DOUBLE DOSE OF FU MANCHU
Check out Mr. 1537‘s review of this same album (except on vinyl)! Right HERE!
FU MANCHU – King of the Road (1999 Mammoth)
Of course it had to be Iron Tom Sharpe, Meaford’s Greatest Athlete, that introduced me to Fu Manchu. It was at a Record Store staff party, and the song he was obsessed with was “Saturn III” from The Action is Go (as recounted in Tyler and LeBrain episode two). Since collecting most of the Fu Manchu albums, I’ve managed to boil it down to three favourites. Of these favourites, King of the Road from ’99 may be their best album.
If you don’t know Fu Manchu, they are certainly not for everybody. Lumped into the stoner rock scene, their repetitive drone-y songs are not commercial enough for many rock fans. Lyrics are about cars, skateboards and UFOs are not typical rock fare. The half-spoken half-sung vocals of Scott Hill are very different. Yet these are some of the factors that make them Fu Manchu. On top of the cake, the incredible drummer Brant Bjork played on some of the albums, including King of the Road. Ready for the ride?
The appropriately titled “Hell on Wheels” opens the proceedings on a decidely adrenalized note. That repetitive detuned riff enables the band, powered by the inimitable Bjork, to groove their way through your skull. “So put the keys in my hand! In my hand!” sings Scott Hill, over and over again. The lyrics are straight and to the point: “El Camaro never dies, look closely and you’ll know why.” So it’s one of the car songs, then! I strongly advise you to exercise caution if choosing to play King of the Road in the car. Traffic tickets are your responsibility, not mine.
“Hell on Wheels” fades into “Over the Edge”, pure groove at a mid-tempo pace. One doesn’t necessarily have to differentiate between Fu Manchu songs in a review. They all feature heavy-as-fuck repetitive riffs, Hill’s unmistakable flat vocal stylings, and an unstoppable groove. It’s just a matter of fast, slow or in-between. “Over the Edge” is absolutely an album highlight on a CD containing little else. “Boogie Van” is less a highlight but boasts a vintage-Sabbath style riff and some cool slide courtesy of Bob Balch. Then the doors are blown off the place on the title track, similar to “Hell on Wheels” in speed but even more intense. It’s one of the UFO songs, but the lyrics are as muddy as the music:
Under forty over is UFO,
Hell bent, stacked in rows,
The galaxy is lined with hundreds more,
Small town, you bet we’re sure,
All through my head,
It’s happenin’ over again,
As the day is long, they keep movin’ on.
As this sucker builds towards its end, I dare you to try and not bang your head. It’s my favourite song on the album.

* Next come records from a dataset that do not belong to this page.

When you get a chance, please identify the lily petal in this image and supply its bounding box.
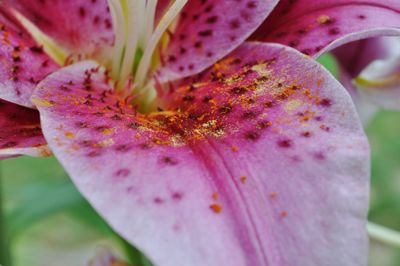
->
[3,0,114,58]
[251,0,400,57]
[0,8,58,107]
[333,37,400,110]
[159,0,278,82]
[338,69,378,126]
[0,100,51,159]
[33,43,369,266]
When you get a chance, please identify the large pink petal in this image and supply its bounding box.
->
[0,100,50,159]
[33,44,369,266]
[3,0,114,55]
[0,8,58,107]
[156,0,278,80]
[333,37,400,112]
[252,0,400,56]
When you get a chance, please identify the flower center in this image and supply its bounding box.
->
[108,0,188,111]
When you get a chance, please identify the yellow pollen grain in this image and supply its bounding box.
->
[101,128,113,135]
[210,203,222,213]
[97,139,114,147]
[317,15,331,24]
[284,100,303,112]
[64,131,75,139]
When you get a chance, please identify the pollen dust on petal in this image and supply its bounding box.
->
[210,203,222,213]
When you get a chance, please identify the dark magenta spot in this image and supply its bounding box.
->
[218,104,232,115]
[171,192,183,201]
[114,168,131,177]
[153,197,164,204]
[277,139,293,148]
[182,95,195,102]
[231,87,247,95]
[319,98,332,107]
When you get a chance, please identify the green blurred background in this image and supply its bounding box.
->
[0,57,400,266]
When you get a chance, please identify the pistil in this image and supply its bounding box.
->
[108,0,188,109]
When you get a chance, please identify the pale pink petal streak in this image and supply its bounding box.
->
[251,0,400,56]
[3,0,114,55]
[33,43,369,266]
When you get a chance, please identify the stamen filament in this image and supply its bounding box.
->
[108,0,127,79]
[135,0,188,88]
[120,0,146,85]
[14,11,68,65]
[140,0,158,47]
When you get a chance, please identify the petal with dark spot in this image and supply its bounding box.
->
[0,100,51,159]
[33,43,369,266]
[0,7,58,107]
[251,0,400,56]
[159,0,278,81]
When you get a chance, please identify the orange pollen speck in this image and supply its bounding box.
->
[210,203,222,213]
[317,15,331,24]
[212,192,218,200]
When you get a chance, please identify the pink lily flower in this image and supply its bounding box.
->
[0,0,400,266]
[334,37,400,123]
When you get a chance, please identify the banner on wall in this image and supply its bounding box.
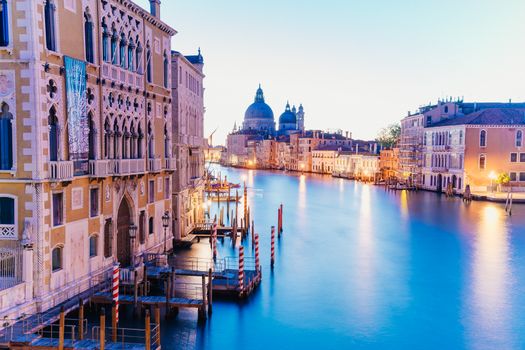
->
[64,56,89,175]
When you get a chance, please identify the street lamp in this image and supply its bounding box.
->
[129,223,137,266]
[162,210,170,254]
[489,171,498,192]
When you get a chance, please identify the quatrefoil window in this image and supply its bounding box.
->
[47,79,58,98]
[86,88,95,104]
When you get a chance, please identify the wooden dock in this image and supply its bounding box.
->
[91,293,205,309]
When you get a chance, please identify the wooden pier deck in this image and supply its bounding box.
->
[92,293,205,309]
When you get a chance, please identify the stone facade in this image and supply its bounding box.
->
[171,50,205,239]
[0,0,175,318]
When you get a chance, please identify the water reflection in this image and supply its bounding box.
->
[469,204,513,348]
[163,169,525,350]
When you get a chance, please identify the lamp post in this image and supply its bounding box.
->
[489,171,498,192]
[129,223,137,267]
[162,210,170,254]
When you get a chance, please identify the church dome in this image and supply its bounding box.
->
[279,103,297,125]
[244,85,273,121]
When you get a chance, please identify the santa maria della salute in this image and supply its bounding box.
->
[233,85,304,139]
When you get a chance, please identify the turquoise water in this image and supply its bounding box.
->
[162,168,525,349]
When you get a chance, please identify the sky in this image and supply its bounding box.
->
[135,0,525,144]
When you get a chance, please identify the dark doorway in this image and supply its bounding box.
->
[117,198,131,267]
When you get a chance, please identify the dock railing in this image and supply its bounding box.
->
[0,241,24,290]
[91,323,160,349]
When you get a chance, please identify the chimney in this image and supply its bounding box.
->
[149,0,160,19]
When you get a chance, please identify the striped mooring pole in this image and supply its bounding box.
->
[112,263,120,323]
[279,203,283,233]
[212,222,217,261]
[271,226,275,267]
[239,245,244,296]
[255,233,260,274]
[277,207,281,236]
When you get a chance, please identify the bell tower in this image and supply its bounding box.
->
[297,103,304,132]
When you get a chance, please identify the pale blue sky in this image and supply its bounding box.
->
[136,0,525,143]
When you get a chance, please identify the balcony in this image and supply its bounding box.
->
[148,158,160,173]
[49,161,74,181]
[109,159,145,176]
[164,158,175,171]
[89,159,111,178]
[0,225,17,240]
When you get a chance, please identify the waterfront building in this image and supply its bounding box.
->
[312,144,352,174]
[241,84,275,138]
[0,0,176,319]
[398,99,525,187]
[224,85,304,170]
[204,146,226,163]
[422,108,525,193]
[379,147,399,180]
[171,49,205,239]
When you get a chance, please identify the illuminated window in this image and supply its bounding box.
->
[479,130,487,147]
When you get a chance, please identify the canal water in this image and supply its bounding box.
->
[137,168,525,350]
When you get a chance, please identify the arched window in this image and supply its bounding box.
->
[135,39,143,74]
[137,125,144,158]
[148,216,155,235]
[479,130,487,147]
[102,19,109,62]
[51,245,64,272]
[164,125,171,158]
[111,28,118,64]
[146,46,152,83]
[129,122,137,159]
[47,106,60,162]
[164,53,169,89]
[113,120,121,159]
[84,8,95,63]
[148,123,155,158]
[122,126,129,159]
[0,196,17,239]
[88,112,97,160]
[0,0,9,46]
[128,38,135,72]
[89,235,98,258]
[479,154,487,170]
[120,33,128,68]
[0,102,13,170]
[104,118,111,159]
[104,219,113,258]
[44,0,57,51]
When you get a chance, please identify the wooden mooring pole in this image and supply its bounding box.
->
[78,299,84,340]
[155,304,160,348]
[99,308,106,350]
[270,226,275,267]
[144,309,151,350]
[58,306,66,350]
[208,268,213,315]
[111,301,117,343]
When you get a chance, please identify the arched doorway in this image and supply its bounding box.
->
[117,198,131,267]
[436,174,443,193]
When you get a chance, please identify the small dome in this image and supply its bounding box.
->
[279,103,297,124]
[244,85,273,120]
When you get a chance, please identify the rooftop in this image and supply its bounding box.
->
[430,108,525,127]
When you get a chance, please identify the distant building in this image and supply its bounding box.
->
[379,147,399,180]
[171,50,205,239]
[422,108,525,193]
[399,99,525,187]
[241,85,275,138]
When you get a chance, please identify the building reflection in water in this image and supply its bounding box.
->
[465,204,512,348]
[352,185,378,330]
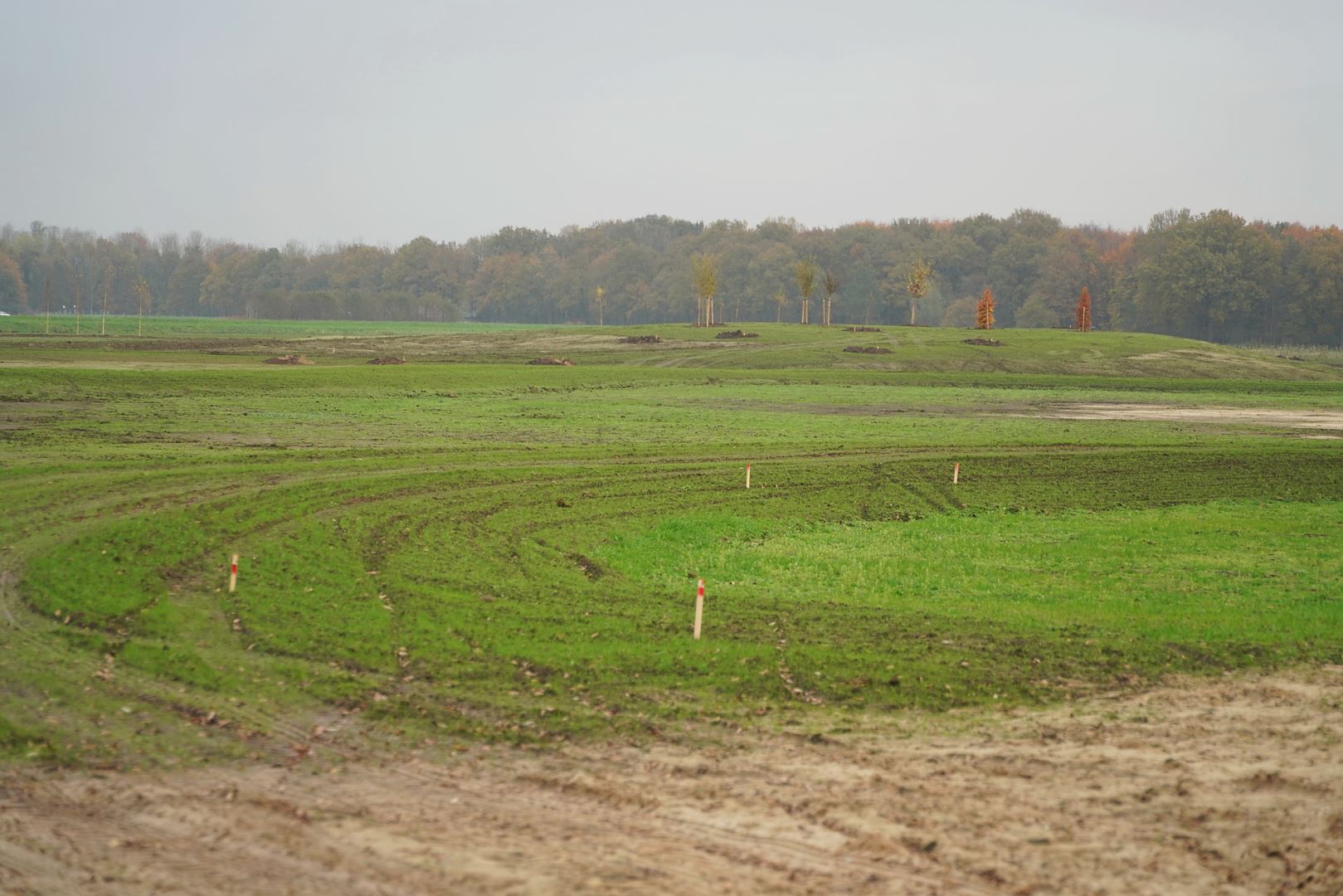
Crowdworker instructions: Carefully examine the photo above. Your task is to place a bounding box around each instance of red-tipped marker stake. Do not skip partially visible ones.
[694,579,703,640]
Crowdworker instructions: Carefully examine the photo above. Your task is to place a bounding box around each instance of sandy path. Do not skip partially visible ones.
[0,668,1343,894]
[1048,403,1343,430]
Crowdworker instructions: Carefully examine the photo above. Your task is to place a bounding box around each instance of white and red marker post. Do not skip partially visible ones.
[694,579,703,640]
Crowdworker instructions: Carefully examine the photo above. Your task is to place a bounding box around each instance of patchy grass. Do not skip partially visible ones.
[0,323,1343,763]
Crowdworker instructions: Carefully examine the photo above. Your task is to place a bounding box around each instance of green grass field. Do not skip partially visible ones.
[0,319,1343,764]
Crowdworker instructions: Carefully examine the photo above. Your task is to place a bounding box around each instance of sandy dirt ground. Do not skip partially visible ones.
[1049,404,1343,430]
[0,668,1343,894]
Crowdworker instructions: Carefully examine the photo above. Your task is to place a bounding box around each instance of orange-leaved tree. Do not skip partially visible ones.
[975,289,994,329]
[1076,286,1091,334]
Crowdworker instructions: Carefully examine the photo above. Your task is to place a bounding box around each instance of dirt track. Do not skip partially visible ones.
[0,668,1343,894]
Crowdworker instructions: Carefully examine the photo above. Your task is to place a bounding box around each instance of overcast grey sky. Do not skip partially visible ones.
[0,0,1343,245]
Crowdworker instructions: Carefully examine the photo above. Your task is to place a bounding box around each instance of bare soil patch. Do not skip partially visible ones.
[0,668,1343,896]
[1049,404,1343,430]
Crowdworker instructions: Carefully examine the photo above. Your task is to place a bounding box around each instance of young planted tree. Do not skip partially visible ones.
[690,252,718,326]
[820,271,839,326]
[975,289,994,329]
[792,258,816,324]
[905,258,932,326]
[1076,286,1091,334]
[136,277,149,336]
[100,265,114,336]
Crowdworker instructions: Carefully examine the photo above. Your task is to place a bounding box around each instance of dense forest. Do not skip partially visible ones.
[0,210,1343,345]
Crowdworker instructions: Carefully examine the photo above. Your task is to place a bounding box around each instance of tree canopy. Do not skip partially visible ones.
[0,210,1343,345]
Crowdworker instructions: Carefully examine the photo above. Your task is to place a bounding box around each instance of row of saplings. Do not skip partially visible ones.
[528,287,1091,367]
[682,252,1091,333]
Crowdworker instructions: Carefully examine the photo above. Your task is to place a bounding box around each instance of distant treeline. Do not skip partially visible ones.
[0,210,1343,345]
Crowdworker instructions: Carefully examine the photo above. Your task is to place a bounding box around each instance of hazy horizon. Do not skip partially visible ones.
[0,2,1343,247]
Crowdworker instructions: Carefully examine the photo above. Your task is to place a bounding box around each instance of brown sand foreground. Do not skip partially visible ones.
[0,666,1343,896]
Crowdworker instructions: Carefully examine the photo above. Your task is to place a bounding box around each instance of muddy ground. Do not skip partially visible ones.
[0,668,1343,894]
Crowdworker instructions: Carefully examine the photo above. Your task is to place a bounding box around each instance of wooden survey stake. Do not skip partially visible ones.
[694,579,703,640]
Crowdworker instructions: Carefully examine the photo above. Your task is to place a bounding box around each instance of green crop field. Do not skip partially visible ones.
[0,317,1343,764]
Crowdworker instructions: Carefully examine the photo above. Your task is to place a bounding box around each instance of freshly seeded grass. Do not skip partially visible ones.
[0,323,1343,762]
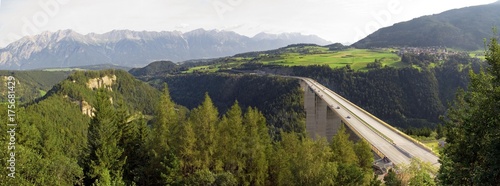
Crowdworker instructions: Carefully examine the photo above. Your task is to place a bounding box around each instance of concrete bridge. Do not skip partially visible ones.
[296,77,440,167]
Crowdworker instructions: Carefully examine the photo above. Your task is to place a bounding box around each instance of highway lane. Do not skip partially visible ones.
[301,78,440,167]
[303,79,410,164]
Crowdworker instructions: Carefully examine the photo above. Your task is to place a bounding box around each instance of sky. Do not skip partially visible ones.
[0,0,496,47]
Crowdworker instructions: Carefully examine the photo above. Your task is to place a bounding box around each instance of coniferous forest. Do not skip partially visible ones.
[0,70,377,185]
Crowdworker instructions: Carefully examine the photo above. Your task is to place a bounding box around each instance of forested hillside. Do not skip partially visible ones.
[352,2,500,50]
[0,70,394,186]
[0,71,71,103]
[234,53,484,129]
[146,74,305,139]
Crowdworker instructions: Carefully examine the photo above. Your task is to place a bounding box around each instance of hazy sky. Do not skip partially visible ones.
[0,0,496,47]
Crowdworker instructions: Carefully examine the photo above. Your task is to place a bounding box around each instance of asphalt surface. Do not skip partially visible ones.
[298,77,440,167]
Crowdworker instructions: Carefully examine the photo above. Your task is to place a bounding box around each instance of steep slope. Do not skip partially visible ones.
[0,71,71,103]
[353,2,500,50]
[0,29,329,70]
[41,70,160,115]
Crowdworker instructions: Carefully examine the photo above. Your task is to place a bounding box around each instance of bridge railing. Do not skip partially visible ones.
[308,77,437,156]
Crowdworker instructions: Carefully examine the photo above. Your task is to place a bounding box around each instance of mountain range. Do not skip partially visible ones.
[353,1,500,50]
[0,29,330,70]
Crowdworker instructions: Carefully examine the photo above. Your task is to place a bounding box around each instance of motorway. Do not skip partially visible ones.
[296,77,440,167]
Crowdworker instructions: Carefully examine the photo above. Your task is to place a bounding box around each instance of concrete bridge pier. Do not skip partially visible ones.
[301,81,360,141]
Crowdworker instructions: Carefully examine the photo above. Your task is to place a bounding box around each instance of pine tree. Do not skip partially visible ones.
[178,121,199,177]
[189,93,219,170]
[438,33,500,185]
[216,102,246,175]
[243,108,271,185]
[86,89,126,185]
[148,84,180,185]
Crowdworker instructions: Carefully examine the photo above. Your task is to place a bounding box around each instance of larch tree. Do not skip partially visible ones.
[86,89,126,185]
[189,93,219,170]
[438,33,500,185]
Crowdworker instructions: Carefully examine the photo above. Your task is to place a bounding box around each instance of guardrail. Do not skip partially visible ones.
[300,79,386,157]
[306,77,438,156]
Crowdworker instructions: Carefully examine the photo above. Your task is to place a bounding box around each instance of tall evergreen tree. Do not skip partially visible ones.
[216,102,246,175]
[438,34,500,185]
[148,84,179,185]
[189,93,219,170]
[243,108,271,185]
[86,89,126,185]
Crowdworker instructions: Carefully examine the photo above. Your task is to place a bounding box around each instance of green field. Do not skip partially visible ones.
[184,46,406,73]
[263,49,404,70]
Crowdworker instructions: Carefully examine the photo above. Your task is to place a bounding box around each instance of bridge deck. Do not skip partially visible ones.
[300,78,440,167]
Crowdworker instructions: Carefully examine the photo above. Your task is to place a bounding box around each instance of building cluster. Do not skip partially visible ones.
[397,46,468,60]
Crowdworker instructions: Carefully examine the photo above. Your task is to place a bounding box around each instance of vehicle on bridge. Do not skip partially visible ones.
[372,157,394,175]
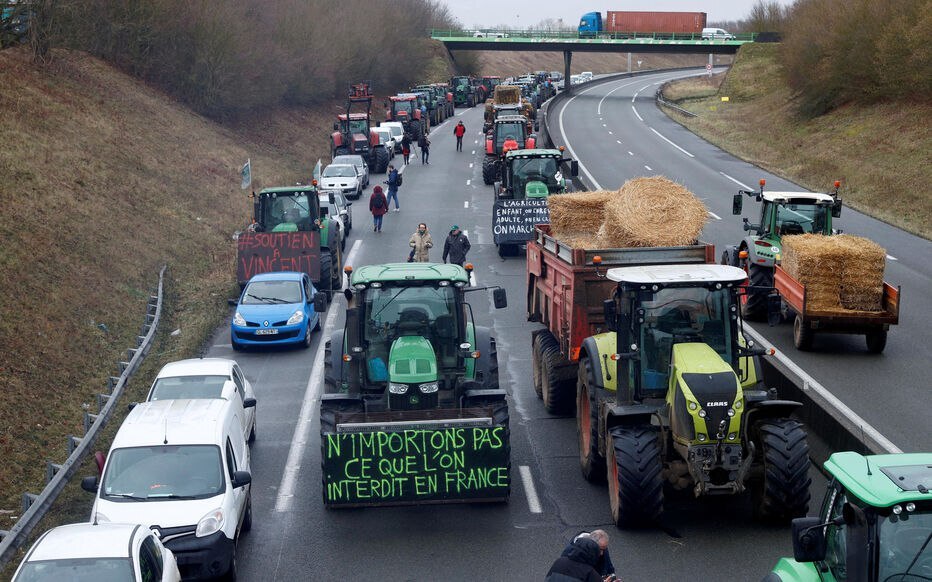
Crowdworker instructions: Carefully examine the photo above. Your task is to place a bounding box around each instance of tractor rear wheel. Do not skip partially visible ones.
[576,358,605,483]
[750,418,812,523]
[605,426,663,527]
[482,156,498,186]
[538,331,576,416]
[741,264,773,321]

King of the Road says you move too slow
After a ride like that, you need to come down, and “No Dice” does the trick with a groove right in the pocket. “No shoes, no shirt, no dice!” sings Scott, and for a while I really wanted to post a sign that said that on the door of the Record Store. (They never let me have any fun!)
Kicking back now, “Blue Tile Fever” keeps the grooving movin’. “It’s all brand new, just like I told you,” is the repetitive vocal hook, and Bjork gives you some tasty cowbell to gnaw on. Bob Balch’s squirrely lead guitar stylings keeps things interesting. “Grasschopper” is cool but not as hooky as the previous songs. That’s alright, because “Weird Beard” (the theme song of Iron Tom Sharpe himself) is hilariously catchy. My sister started calling Tom “weird beard” a few years earlier because of his sometimes unique facial hair stylings. When Fu Manchu came out with a song called “Weird Beard”, I couldn’t stop chuckling. No idea what this one’s about at all, but dig that groove!
Wikipedia tells us that the next song “Drive” was only on the North American version of King of the Road. Other territories got a song called “Breathing Fire” (wishlisted!). “Drive” kicks ass at maximum rpm. Brant Bjork and Bob Balch keep it interesting, while bassist Brad Davis keeps the groove going with pedal to the metal. (Do not play while driving!) Once again a comedown is necessary and “Hotdoggin'” does the trick as a slow cruiser. The surprise is the closer, “Freedom of Choice”, a Devo cover. It’s surprising because of how heavy they make it.
The CD is “enhanced” and contains the music video for “King of the Road”, as well as the single “Evil Eye” from The Action is Go. (So you can consider “Evil Eye”, an awesome tune with a cool video, as a bonus track.) This outdated technology never really worked well in the first place and now with YouTube, nobody cares anymore. It’s there if you want to check it out.
There are a few Fu Manchu albums that I would bestow the coveted 5/5 upon. King of the Road is one.